Dr. Rodkin says the study raises questions of whether high popularity buffers antisocial boys from future adjustment difficulties. For instance, popular antisocial boys may escape many of the risk factors predicted by peer rejection. Conversely, popular antisocial children might be particularly resistant to making necessary lifestyle changes in adolescence if their oppositional behavior has generally been associated with social status and prestige. "These boys may internalize the idea that aggression, popularity and control naturally go together, and they may not hesitate to use physical aggression as a social strategy because it has always worked in the past, "Dr. Rodkin said. "Obviously, there will come a point in these boys' lives when this turns from an adaptive and fun to a lonely and potentially dangerous characteristic."

Although many popular antisocial boys may become lifelong bullies, Dr.
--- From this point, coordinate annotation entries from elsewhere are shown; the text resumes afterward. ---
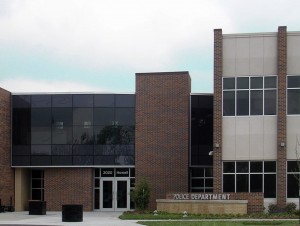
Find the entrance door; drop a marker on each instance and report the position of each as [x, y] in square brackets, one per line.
[114, 194]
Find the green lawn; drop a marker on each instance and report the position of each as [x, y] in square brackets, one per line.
[217, 223]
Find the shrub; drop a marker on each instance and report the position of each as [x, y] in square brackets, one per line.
[141, 194]
[274, 208]
[290, 207]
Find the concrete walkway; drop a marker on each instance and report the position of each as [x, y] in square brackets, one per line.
[55, 218]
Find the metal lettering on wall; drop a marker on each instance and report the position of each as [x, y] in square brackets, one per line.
[201, 196]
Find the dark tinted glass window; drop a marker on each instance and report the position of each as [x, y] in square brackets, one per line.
[256, 167]
[21, 150]
[41, 149]
[104, 100]
[105, 135]
[127, 150]
[242, 83]
[256, 183]
[125, 100]
[229, 167]
[61, 150]
[83, 116]
[270, 102]
[270, 185]
[37, 174]
[21, 160]
[83, 100]
[256, 82]
[83, 149]
[125, 116]
[270, 82]
[229, 83]
[21, 101]
[293, 166]
[104, 150]
[197, 172]
[83, 160]
[21, 130]
[41, 101]
[82, 135]
[62, 135]
[256, 104]
[41, 117]
[228, 103]
[270, 167]
[242, 183]
[62, 117]
[104, 160]
[41, 160]
[293, 81]
[62, 160]
[104, 116]
[62, 100]
[294, 101]
[125, 135]
[124, 160]
[242, 103]
[41, 135]
[293, 186]
[242, 167]
[228, 183]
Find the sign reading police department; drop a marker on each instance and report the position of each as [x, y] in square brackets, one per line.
[202, 196]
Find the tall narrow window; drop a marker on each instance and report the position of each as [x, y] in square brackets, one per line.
[37, 185]
[293, 91]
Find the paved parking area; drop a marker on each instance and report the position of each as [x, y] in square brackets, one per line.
[55, 218]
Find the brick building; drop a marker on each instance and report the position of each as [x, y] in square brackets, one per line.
[91, 149]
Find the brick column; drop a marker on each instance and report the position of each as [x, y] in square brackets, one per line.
[162, 132]
[217, 109]
[7, 180]
[281, 116]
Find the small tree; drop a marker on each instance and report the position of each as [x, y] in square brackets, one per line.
[141, 194]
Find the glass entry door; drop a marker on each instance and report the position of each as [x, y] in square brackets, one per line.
[115, 194]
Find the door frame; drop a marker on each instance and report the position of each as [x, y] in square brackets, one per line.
[114, 181]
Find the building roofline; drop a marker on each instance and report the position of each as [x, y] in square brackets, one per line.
[71, 93]
[162, 73]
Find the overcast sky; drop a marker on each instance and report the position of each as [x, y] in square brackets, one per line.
[99, 45]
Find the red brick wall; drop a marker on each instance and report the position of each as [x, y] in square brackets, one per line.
[7, 180]
[68, 186]
[162, 131]
[217, 109]
[255, 200]
[281, 116]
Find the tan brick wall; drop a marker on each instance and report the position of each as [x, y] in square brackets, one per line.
[217, 110]
[162, 131]
[68, 186]
[7, 185]
[281, 116]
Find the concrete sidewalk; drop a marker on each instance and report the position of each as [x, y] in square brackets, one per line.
[55, 218]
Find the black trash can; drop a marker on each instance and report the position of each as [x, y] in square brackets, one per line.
[37, 207]
[72, 213]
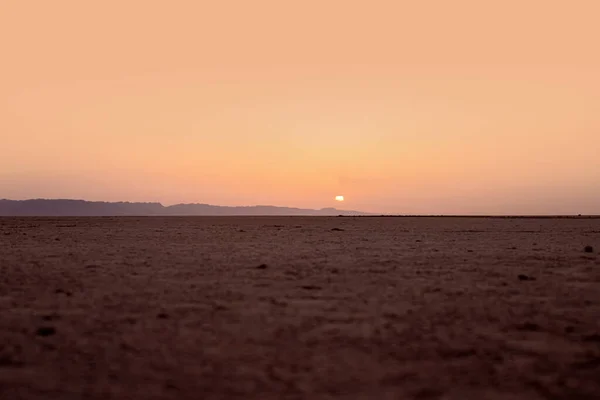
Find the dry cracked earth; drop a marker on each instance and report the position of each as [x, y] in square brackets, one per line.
[299, 308]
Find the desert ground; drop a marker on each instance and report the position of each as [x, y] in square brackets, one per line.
[299, 308]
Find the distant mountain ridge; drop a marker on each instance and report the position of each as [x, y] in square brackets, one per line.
[80, 208]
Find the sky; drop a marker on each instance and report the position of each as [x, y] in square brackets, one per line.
[409, 107]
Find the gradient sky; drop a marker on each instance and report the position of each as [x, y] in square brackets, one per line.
[401, 106]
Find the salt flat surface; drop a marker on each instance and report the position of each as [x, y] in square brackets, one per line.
[299, 308]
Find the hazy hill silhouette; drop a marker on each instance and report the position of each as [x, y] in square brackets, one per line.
[60, 207]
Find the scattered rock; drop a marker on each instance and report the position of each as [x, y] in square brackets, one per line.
[311, 287]
[529, 326]
[569, 329]
[45, 331]
[525, 278]
[595, 337]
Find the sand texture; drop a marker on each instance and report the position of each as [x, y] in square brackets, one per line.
[299, 308]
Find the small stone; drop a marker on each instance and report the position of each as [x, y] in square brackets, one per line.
[529, 326]
[569, 329]
[45, 331]
[525, 278]
[311, 287]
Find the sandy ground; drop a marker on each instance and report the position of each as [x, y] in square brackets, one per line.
[299, 308]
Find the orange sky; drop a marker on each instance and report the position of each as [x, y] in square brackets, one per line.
[401, 106]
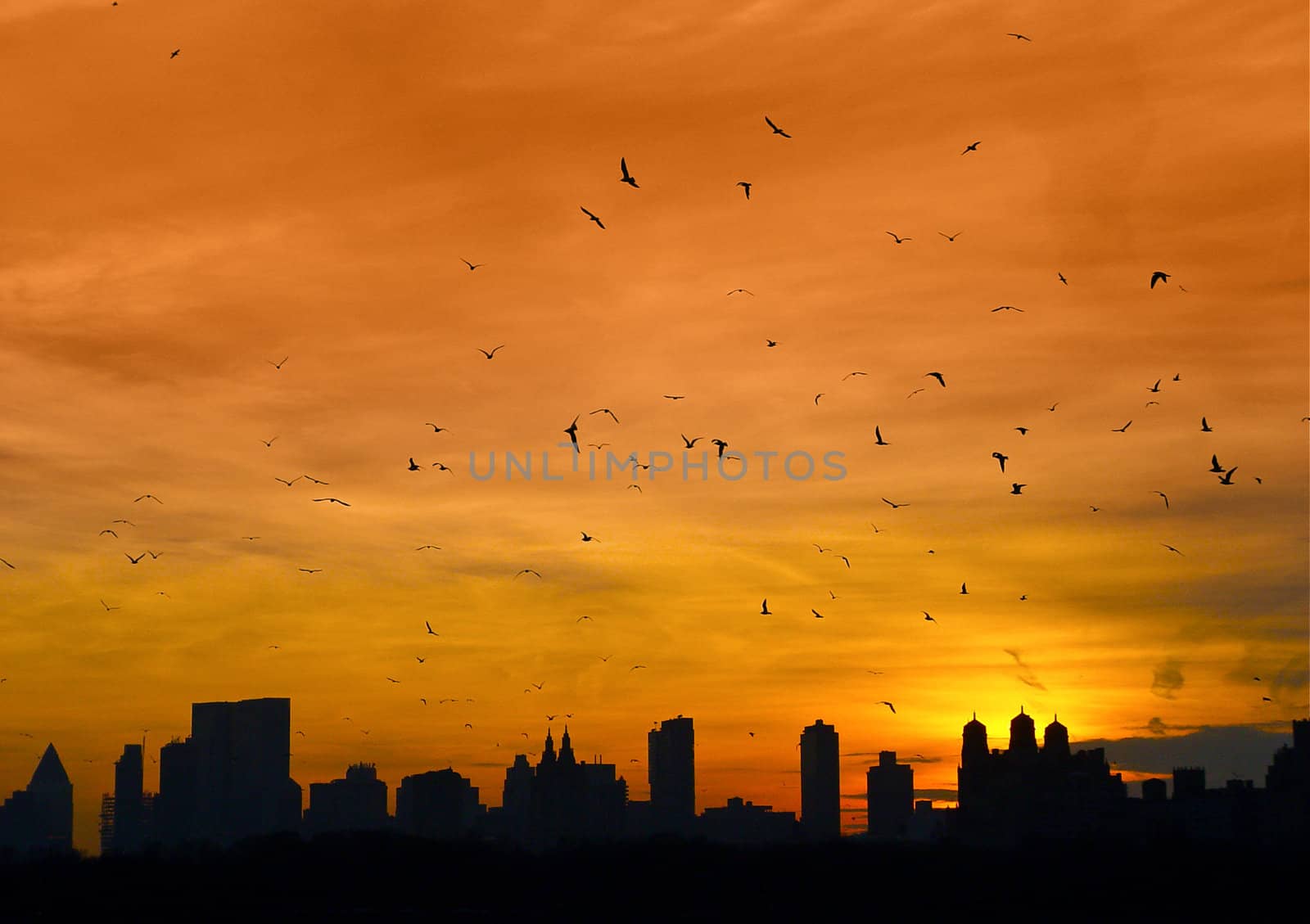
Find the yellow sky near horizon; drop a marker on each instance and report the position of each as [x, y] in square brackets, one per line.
[305, 179]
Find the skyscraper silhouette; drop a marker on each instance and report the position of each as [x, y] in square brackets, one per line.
[820, 779]
[671, 764]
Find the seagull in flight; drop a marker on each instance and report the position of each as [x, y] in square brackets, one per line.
[626, 177]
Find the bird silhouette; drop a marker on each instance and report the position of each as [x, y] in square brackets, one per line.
[626, 177]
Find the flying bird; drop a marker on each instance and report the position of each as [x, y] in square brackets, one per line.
[626, 177]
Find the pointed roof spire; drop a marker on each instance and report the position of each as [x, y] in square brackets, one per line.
[50, 773]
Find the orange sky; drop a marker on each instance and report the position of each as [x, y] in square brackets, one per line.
[305, 179]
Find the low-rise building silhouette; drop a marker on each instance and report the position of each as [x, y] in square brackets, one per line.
[41, 817]
[357, 803]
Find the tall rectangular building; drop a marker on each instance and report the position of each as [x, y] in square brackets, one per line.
[671, 764]
[820, 778]
[891, 797]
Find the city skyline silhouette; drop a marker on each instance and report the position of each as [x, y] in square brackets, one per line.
[878, 364]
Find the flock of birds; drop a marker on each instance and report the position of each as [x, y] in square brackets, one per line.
[1225, 474]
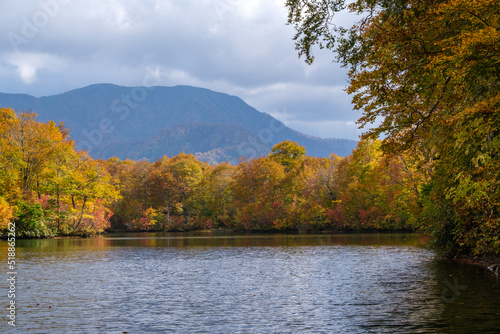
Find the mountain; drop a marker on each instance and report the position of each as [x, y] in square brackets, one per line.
[150, 122]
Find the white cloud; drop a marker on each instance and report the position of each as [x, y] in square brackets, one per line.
[239, 47]
[29, 64]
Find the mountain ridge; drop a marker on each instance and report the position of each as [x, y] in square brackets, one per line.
[109, 120]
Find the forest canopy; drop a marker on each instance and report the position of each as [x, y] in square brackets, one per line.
[426, 73]
[47, 188]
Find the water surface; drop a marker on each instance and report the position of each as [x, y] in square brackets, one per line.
[210, 283]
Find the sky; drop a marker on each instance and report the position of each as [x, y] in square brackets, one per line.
[238, 47]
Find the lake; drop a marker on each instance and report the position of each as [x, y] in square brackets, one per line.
[224, 283]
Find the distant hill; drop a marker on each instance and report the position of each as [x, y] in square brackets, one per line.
[148, 123]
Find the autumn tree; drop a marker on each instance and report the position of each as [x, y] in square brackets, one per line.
[429, 72]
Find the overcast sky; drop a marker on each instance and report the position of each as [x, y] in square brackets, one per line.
[238, 47]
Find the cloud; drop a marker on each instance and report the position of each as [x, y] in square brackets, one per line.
[239, 47]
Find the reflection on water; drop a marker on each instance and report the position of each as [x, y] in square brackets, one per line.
[220, 283]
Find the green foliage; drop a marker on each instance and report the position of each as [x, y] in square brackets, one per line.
[429, 73]
[30, 221]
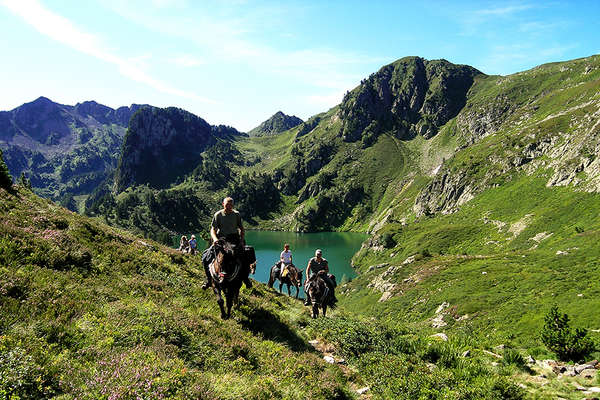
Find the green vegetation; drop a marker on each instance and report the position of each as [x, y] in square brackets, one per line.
[559, 338]
[5, 178]
[92, 312]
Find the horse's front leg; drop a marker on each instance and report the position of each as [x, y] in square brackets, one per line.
[315, 310]
[220, 301]
[229, 296]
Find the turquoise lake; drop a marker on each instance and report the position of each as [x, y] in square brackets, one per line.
[338, 248]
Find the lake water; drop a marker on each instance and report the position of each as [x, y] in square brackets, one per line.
[338, 248]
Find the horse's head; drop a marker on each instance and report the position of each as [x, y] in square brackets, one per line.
[316, 288]
[224, 257]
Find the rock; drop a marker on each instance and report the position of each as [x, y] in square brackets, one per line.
[578, 387]
[589, 373]
[409, 260]
[492, 354]
[580, 368]
[442, 306]
[438, 321]
[363, 390]
[377, 266]
[440, 336]
[530, 360]
[385, 296]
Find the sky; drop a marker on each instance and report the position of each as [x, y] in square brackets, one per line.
[238, 62]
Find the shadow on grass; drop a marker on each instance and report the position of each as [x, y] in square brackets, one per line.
[262, 321]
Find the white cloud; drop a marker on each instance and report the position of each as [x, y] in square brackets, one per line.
[502, 11]
[187, 61]
[64, 31]
[223, 36]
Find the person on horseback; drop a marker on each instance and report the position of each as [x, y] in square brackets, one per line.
[285, 259]
[314, 267]
[227, 224]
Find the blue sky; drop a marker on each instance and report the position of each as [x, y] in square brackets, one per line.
[238, 62]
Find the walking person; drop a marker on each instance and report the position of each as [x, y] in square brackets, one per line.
[285, 259]
[193, 245]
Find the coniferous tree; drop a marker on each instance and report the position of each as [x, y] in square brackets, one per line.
[5, 178]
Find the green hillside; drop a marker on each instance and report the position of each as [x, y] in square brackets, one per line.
[91, 312]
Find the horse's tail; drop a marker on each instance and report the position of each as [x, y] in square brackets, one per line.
[271, 279]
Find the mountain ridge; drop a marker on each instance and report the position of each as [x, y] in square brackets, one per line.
[277, 123]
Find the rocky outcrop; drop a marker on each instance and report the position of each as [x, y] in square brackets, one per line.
[411, 97]
[161, 145]
[278, 123]
[61, 148]
[445, 193]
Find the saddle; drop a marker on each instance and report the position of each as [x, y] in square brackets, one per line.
[221, 276]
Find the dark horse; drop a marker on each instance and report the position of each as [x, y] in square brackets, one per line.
[320, 294]
[292, 278]
[228, 273]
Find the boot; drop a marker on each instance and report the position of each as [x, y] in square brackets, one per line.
[307, 301]
[208, 282]
[247, 283]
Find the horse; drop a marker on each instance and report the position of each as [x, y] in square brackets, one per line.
[227, 274]
[292, 278]
[320, 294]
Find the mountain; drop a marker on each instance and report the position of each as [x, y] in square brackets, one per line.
[63, 149]
[91, 312]
[278, 123]
[161, 145]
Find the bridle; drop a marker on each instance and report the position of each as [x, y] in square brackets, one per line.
[225, 249]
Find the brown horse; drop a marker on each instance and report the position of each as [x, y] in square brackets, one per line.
[228, 273]
[320, 294]
[292, 278]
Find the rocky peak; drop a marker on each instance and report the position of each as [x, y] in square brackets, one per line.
[410, 97]
[278, 123]
[122, 115]
[161, 144]
[99, 112]
[43, 120]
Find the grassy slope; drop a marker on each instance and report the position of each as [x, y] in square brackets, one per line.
[93, 312]
[500, 278]
[90, 312]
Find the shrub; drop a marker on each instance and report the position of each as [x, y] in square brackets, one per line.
[559, 338]
[513, 357]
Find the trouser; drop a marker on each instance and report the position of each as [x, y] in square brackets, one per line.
[328, 281]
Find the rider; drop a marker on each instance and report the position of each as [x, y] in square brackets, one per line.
[315, 265]
[285, 258]
[227, 224]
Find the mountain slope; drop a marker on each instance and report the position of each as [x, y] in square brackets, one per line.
[92, 312]
[63, 149]
[278, 123]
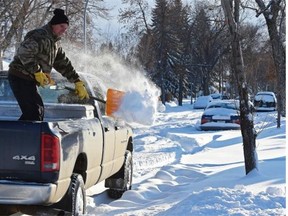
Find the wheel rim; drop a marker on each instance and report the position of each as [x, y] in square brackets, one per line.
[79, 204]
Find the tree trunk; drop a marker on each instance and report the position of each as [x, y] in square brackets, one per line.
[180, 95]
[247, 125]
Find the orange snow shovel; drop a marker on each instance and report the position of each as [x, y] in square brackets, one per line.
[112, 102]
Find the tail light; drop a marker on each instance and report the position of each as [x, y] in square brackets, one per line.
[235, 120]
[50, 153]
[206, 119]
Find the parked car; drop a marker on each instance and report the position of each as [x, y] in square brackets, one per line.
[216, 96]
[52, 162]
[202, 101]
[220, 115]
[265, 101]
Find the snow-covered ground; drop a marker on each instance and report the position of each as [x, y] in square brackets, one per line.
[179, 170]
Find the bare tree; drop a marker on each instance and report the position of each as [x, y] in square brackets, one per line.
[275, 25]
[231, 10]
[5, 42]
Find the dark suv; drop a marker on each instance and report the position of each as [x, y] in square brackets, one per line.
[265, 101]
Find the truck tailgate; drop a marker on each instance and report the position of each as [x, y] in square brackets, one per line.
[20, 150]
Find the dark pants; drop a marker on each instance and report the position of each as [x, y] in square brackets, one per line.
[28, 97]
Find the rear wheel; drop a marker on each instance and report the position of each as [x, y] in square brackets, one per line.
[75, 199]
[122, 180]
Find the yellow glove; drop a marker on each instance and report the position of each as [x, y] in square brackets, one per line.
[50, 80]
[80, 90]
[41, 78]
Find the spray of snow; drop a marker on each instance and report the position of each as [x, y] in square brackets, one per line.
[140, 102]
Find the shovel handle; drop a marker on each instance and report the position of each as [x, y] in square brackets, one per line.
[95, 98]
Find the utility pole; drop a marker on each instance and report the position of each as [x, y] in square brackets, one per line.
[84, 26]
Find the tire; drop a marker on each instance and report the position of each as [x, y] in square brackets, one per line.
[74, 200]
[122, 180]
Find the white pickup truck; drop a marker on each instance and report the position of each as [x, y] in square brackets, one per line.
[54, 161]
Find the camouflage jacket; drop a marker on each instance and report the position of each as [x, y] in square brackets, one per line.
[41, 50]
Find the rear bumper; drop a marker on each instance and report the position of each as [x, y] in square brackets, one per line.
[17, 192]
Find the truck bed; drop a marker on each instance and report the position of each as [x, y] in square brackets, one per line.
[9, 110]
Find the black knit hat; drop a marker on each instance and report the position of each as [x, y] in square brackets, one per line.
[59, 17]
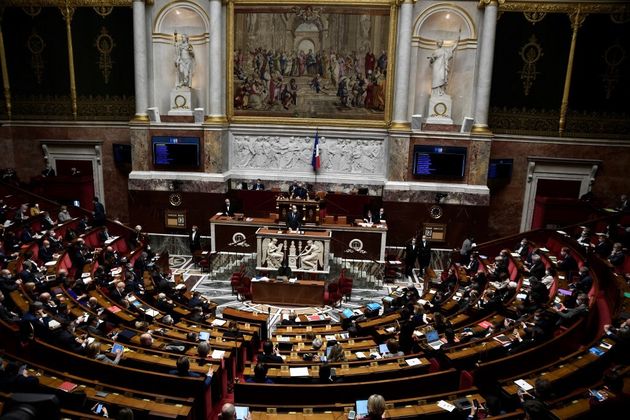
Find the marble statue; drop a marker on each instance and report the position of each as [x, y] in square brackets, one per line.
[184, 61]
[440, 61]
[273, 254]
[311, 255]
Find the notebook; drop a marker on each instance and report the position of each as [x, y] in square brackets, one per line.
[361, 408]
[67, 386]
[433, 339]
[241, 412]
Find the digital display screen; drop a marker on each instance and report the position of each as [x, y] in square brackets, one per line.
[439, 161]
[176, 151]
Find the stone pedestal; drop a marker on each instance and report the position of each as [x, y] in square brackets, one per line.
[440, 110]
[181, 101]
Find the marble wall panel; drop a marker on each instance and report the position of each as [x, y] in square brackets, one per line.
[140, 148]
[341, 157]
[398, 164]
[213, 151]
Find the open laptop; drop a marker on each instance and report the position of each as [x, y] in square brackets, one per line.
[433, 339]
[361, 408]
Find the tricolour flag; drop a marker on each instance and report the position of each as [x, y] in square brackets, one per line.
[315, 161]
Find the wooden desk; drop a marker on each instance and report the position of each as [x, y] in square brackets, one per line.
[292, 245]
[300, 293]
[350, 242]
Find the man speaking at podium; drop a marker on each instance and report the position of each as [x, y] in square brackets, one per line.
[294, 219]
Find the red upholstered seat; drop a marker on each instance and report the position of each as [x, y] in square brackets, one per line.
[332, 295]
[244, 290]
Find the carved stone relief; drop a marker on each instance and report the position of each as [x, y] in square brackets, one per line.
[337, 155]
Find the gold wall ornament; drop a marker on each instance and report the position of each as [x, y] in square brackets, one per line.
[534, 16]
[68, 12]
[36, 46]
[103, 11]
[613, 56]
[530, 54]
[620, 17]
[105, 44]
[32, 10]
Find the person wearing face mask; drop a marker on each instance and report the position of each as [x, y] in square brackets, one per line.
[294, 219]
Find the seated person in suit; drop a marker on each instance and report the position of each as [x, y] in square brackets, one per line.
[566, 262]
[369, 217]
[258, 186]
[103, 235]
[270, 354]
[183, 369]
[294, 219]
[228, 208]
[299, 192]
[381, 217]
[617, 255]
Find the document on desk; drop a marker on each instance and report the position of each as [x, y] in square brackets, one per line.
[523, 384]
[413, 362]
[303, 371]
[446, 406]
[217, 354]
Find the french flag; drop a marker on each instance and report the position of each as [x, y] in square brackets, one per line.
[316, 161]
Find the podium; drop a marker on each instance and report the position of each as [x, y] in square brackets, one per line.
[309, 208]
[306, 252]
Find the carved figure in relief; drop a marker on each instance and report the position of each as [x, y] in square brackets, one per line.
[440, 61]
[184, 60]
[312, 255]
[272, 253]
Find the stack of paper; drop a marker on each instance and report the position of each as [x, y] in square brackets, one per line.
[303, 371]
[217, 354]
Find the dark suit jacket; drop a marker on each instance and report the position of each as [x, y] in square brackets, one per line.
[228, 211]
[424, 255]
[195, 241]
[411, 253]
[538, 270]
[99, 213]
[294, 220]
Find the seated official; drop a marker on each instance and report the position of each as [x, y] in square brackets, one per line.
[183, 369]
[294, 219]
[270, 354]
[369, 217]
[228, 208]
[299, 191]
[258, 185]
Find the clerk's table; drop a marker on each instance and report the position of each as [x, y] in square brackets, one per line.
[298, 293]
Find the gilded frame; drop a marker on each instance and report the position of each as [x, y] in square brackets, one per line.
[387, 8]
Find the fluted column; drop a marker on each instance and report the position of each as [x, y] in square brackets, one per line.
[486, 57]
[5, 71]
[216, 85]
[400, 119]
[577, 19]
[140, 61]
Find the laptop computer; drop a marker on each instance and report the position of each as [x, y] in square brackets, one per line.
[361, 408]
[433, 339]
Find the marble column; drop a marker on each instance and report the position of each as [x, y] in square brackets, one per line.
[400, 118]
[215, 111]
[140, 61]
[486, 57]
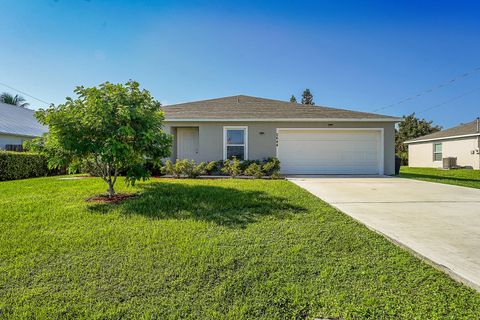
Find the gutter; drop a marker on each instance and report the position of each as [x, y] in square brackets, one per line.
[287, 120]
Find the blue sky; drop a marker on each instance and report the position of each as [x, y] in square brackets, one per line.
[361, 55]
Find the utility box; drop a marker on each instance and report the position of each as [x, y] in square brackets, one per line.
[449, 163]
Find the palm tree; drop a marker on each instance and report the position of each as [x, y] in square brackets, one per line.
[16, 100]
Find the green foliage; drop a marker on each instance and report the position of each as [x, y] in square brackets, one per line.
[403, 158]
[254, 170]
[21, 165]
[206, 249]
[15, 100]
[246, 163]
[410, 128]
[187, 168]
[232, 167]
[114, 127]
[307, 97]
[271, 167]
[173, 169]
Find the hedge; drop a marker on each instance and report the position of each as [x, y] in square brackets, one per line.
[21, 165]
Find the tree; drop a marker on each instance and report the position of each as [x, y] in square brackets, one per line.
[410, 128]
[111, 128]
[307, 97]
[15, 100]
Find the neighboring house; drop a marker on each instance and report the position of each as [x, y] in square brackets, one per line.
[17, 124]
[306, 139]
[461, 142]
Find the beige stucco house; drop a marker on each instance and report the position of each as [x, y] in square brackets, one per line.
[306, 139]
[17, 124]
[461, 142]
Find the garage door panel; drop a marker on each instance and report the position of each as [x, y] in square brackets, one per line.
[329, 152]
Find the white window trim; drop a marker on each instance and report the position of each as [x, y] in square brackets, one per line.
[434, 153]
[225, 128]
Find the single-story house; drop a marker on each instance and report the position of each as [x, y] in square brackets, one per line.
[461, 142]
[306, 139]
[17, 124]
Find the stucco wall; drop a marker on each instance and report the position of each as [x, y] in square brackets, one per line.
[264, 145]
[421, 154]
[11, 139]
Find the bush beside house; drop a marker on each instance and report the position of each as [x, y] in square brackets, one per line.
[22, 165]
[256, 169]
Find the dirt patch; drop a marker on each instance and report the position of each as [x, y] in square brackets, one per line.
[115, 199]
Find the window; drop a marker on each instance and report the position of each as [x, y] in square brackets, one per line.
[437, 152]
[235, 143]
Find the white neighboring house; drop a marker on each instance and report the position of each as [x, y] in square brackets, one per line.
[17, 124]
[461, 142]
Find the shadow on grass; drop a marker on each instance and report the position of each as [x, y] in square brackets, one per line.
[435, 177]
[224, 206]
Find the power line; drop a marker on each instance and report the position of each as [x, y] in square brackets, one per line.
[444, 84]
[449, 100]
[24, 93]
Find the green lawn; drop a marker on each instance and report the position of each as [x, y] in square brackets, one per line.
[459, 177]
[205, 249]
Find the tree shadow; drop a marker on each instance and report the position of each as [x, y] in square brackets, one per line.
[221, 205]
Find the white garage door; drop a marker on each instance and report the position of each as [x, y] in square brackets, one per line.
[314, 151]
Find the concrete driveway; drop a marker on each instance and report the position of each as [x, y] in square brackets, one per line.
[439, 222]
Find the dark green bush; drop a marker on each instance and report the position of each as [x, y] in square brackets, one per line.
[403, 158]
[271, 167]
[246, 163]
[22, 165]
[254, 170]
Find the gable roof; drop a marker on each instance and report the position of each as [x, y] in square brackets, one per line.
[466, 129]
[19, 121]
[247, 108]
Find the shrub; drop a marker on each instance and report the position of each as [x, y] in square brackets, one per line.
[173, 169]
[192, 170]
[403, 158]
[271, 167]
[246, 163]
[232, 167]
[22, 165]
[187, 168]
[254, 170]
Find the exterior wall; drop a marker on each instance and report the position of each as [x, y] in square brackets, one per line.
[264, 145]
[11, 139]
[421, 154]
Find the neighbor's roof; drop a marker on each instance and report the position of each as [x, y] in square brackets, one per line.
[467, 129]
[239, 108]
[19, 121]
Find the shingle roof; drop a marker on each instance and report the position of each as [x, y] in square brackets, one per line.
[253, 108]
[19, 121]
[463, 129]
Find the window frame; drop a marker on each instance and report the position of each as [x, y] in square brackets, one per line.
[245, 141]
[435, 153]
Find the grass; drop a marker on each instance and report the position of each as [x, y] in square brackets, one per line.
[208, 249]
[459, 177]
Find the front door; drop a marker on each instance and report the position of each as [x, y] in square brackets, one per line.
[187, 143]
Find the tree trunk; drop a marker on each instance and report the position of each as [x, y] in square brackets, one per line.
[111, 191]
Rodkin notes that "society effectively says that some kinds of aggression and rebelliousness are legitimate to express and are culturally rewarded, and some antisocial boys in our study may go this route." For instance, many political leaders, CEOs and supervisors use aggression in a nonviolent way (verbal aggression, manipulation, etc.) to get what they want. "They may not be loved, but they are powerful and have status, prestige and social/professional connections," he adds.

This study only looked at popularity as it applies to boys, but the authors also have evidence that there are substantial gender differences for popularity. Previous studies have shown that even when educated in the same classrooms, preadolescent boys and girls are involved in segregated cultures that can best be described as "separate worlds." They add that future research examining the differences between popular children should consider this.


Reference: "Heterogeneity of Popular Boys: Antisocial and Prosocial Configurations," Philip C. Rodkin, Ph.D., Thomas W. Farmer, Ph.D., Ruth Pearl, Ph.D., and Richard Van Acker, Ph.D.Developmental Psychology, Vol. 36, No. 1.

The American Psychological Association (APA), in Washington, DC, is the largest scientific and professional organization representing psychology in the United States and is the world's largest association of psychologists. APA's membership includes more than 159,000 researchers, educators, clinicians, consultants and students. Through its divisions in 50 subfields of psychology and affiliations with 58 state, territorial and Canadian provincial associations, APA works to advance psychology as a science, as a profession and as a means of promoting human welfare.